Dáil debates

Tuesday, 10 February 2009

 

Social Partnership Agreement.

3:00 pm

Photo of Eamon GilmoreEamon Gilmore (Dún Laoghaire, Labour)

The Taoiseach referred to the transitional agreement which the social partners negotiated last September. Is that agreement not now in tatters? The Construction Industry Federation said that it would not partake in it. IBEC, which ratified it, announced recently that it will not honour its pay terms. Last week in the House the Taoiseach effectively said the same, that in respect of employees in the public service the pay terms of that agreement cannot be honoured. A string of industry representative bodies covered by the joint labour committees have indicated they are having difficulty paying the terms of the legally enforceable employment regulation orders in their industries.

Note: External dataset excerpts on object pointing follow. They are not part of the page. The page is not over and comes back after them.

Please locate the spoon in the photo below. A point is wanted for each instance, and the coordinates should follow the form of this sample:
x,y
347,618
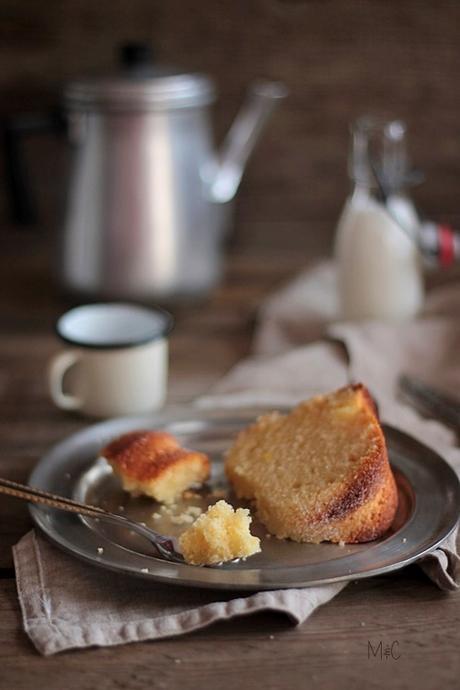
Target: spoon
x,y
166,546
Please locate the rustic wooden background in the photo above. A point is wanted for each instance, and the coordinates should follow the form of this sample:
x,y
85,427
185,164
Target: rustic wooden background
x,y
340,59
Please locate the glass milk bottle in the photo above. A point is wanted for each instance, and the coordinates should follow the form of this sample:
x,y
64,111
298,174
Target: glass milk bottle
x,y
379,265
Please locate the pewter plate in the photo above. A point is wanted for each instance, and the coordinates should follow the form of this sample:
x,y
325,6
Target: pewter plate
x,y
429,499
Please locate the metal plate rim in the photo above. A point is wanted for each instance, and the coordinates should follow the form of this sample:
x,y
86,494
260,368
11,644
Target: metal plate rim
x,y
109,428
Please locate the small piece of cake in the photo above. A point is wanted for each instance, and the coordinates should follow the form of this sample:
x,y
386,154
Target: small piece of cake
x,y
219,535
320,473
154,464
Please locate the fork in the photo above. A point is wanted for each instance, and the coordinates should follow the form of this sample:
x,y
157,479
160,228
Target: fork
x,y
164,545
431,401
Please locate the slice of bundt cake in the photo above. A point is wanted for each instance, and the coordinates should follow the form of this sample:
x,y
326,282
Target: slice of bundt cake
x,y
154,464
320,473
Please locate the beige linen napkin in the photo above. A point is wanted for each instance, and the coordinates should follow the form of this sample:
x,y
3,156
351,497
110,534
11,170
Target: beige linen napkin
x,y
67,604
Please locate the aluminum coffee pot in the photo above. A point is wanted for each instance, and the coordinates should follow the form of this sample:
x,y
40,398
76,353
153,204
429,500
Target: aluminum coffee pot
x,y
149,198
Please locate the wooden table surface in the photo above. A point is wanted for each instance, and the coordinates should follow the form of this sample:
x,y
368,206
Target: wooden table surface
x,y
331,650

Since the agreement was negotiated the Taoiseach announced a budget which imposed an income levy, or tax on incomes, a reduction in a variety of tax reliefs applying to pay as you earn, PAYE, workers and the introduction of, or increase in, several levies and charges. In addition, he announced last week a 7.5% average so-called pension levy on public service employees which is in effect a pay cut for those employees.

While there is much lip service being paid to the concept, principle and desirability of social partnership, the reality is that the agreement at the heart of the social partnership process is now in tatters. There is little or no prospect of the pay elements of that agreement ever being implemented.